Abschiebungen nach Syrien

Verschwundener sitzt im Gefängnis

Zwei Mal in fünf Wochen landen Menschen im Knast, die trotz unsicherer Menschenrechtssituation nach Syrien abgeschoben wurden. Am eifrigsten hierbei zeigt sich das CDU-regierte Niedersachsen.

Khaled Kenjo sitzt in Syrien im Gefängnis. Er ist in großer Gefahr, gefoltert zu werden. Bild: amnesty international

BERLIN taz | Ein 31-jähriger Kurde sitzt laut Amnesty International nach seiner Abschiebung aus Frankfurt in Syrien im Gefängnis. Die Menschenrechtsorganisation hatte kürzlich für Khalid Kenjo eine "Urgent Action"-Kampagne gestartet. Kenjo war Anfang September vom syrischen Geheimdienst vorgeladen worden und anschließend verschwunden. Amnesty befürchtete, dass ihm Folter droht. Am 1. September hatte ihn die Bundespolizei nach Damaskus abgeschoben, letzten Donnerstag konnte er während einer gerichtlichen Anhörung erstmals mit einem Anwalt sprechen.

Ob er gefoltert wurde, ist unklar. Kenjo wird die "Verbreitung falscher Informationen" über Syrien im Ausland vorgeworfen. Dies dürfte sich unter anderem auf seinen Vortrag im Asylverfahren beziehen. Der Kurde kam 2002 nach Deutschland, sein Asylantrag wurde in allen Instanzen abgelehnt.

Es war innerhalb von fünf Wochen das zweite Mal in Folge, das nach Syrien abgeschobene Flüchtlinge im Gefängnis landen. Im August war die schwangere, 25-jährige Yesidin Abta Houran aus Wiefelstede bei Oldenburg nach Damaskus gebracht worden. Nach neun Jahren in Deutschland wurde sie noch am Flughafen verhaftet, später kam sie allerdings wieder frei.

Sowohl Yeziden als auch Kurden werden in Syrien verfolgt. Das Auswärtige Amt nennt die Menschenrechtslage unter Präsident al-Assad aktuell "weiter unbefriedigend", es gebe "Folter, Misshandlung von Gefangenen und 'Verschwindenlassen'."

Ungeachtet dessen war im Januar ein Rückübernahmeabkommen zwischen Deutschland und Syrien in Kraft getreten. Dieses erlaubt es den deutschen Behörden, nicht nur syrische Staatsangehörige, sondern auch Staatenlose, die sich vermutlich in Syrien aufgehalten haben, in das Land abzuschieben. Bundesinnenminister Wolfgang Schäuble (CDU) hatte das Abkommen einen "wirksamen Beitrag zur Bekämpfung der illegalen Migration" genannt.
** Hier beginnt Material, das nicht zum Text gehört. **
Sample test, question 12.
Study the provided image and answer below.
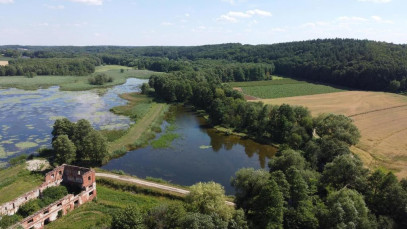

Auf Grundlage dieses Abkommens begannen Ausländerbehörden im Spätsommer die ersten von bundesweit rund 7.000 Geduldeten nach Syrien abzuschieben werden. Das CDU-regierte Niedersachsen nimmt dabei eine Vorreiterrolle ein.

Am Mittwoch stoppte das Verwaltungsgericht Osnabrück jedoch mit Verweis auf den Fall Houran eine weitere Rückführung nach Syrien. Die Richter stellten fest, dass "unter Beweisantritt konkret dargelegt" wurde, das Abgeschobenen "Inhaftierung, körperliche Misshandlung und menschenunwürdige Haftbedingungen" drohen.

Der Bundesvorsitzende der Gesellschaft für bedrohte Völker (GfbV), Tilman Zülch, forderte deshalb die sofortige Aussetzung des Rücknahmeabkommens. Wenn Schäuble sich "nicht für die Freilassung von Kenjo einsetzt, muss er sich den Vorwurf gefallen lassen, dass an seinen Händen Blut klebt," sagte Zülch weiter. In einer bisher unveröffentlichten Antwort auf eine Anfrage der Linksfraktion hat die Bundesregierung angekündigt, sich um den Fall "kümmern" zu wollen.

2004 waren die beiden Zwillingsbrüder Kenjos nach einer Demonstration in Syrien festgenommen und gefoltert worden. Ahmed Kenjo wurde nach drei Monaten aus der Haft entlassen und starb kurz darauf an den Folterfolgen. Hussein Kenjo blieb 16 Monate im Gefängnis von Daraa.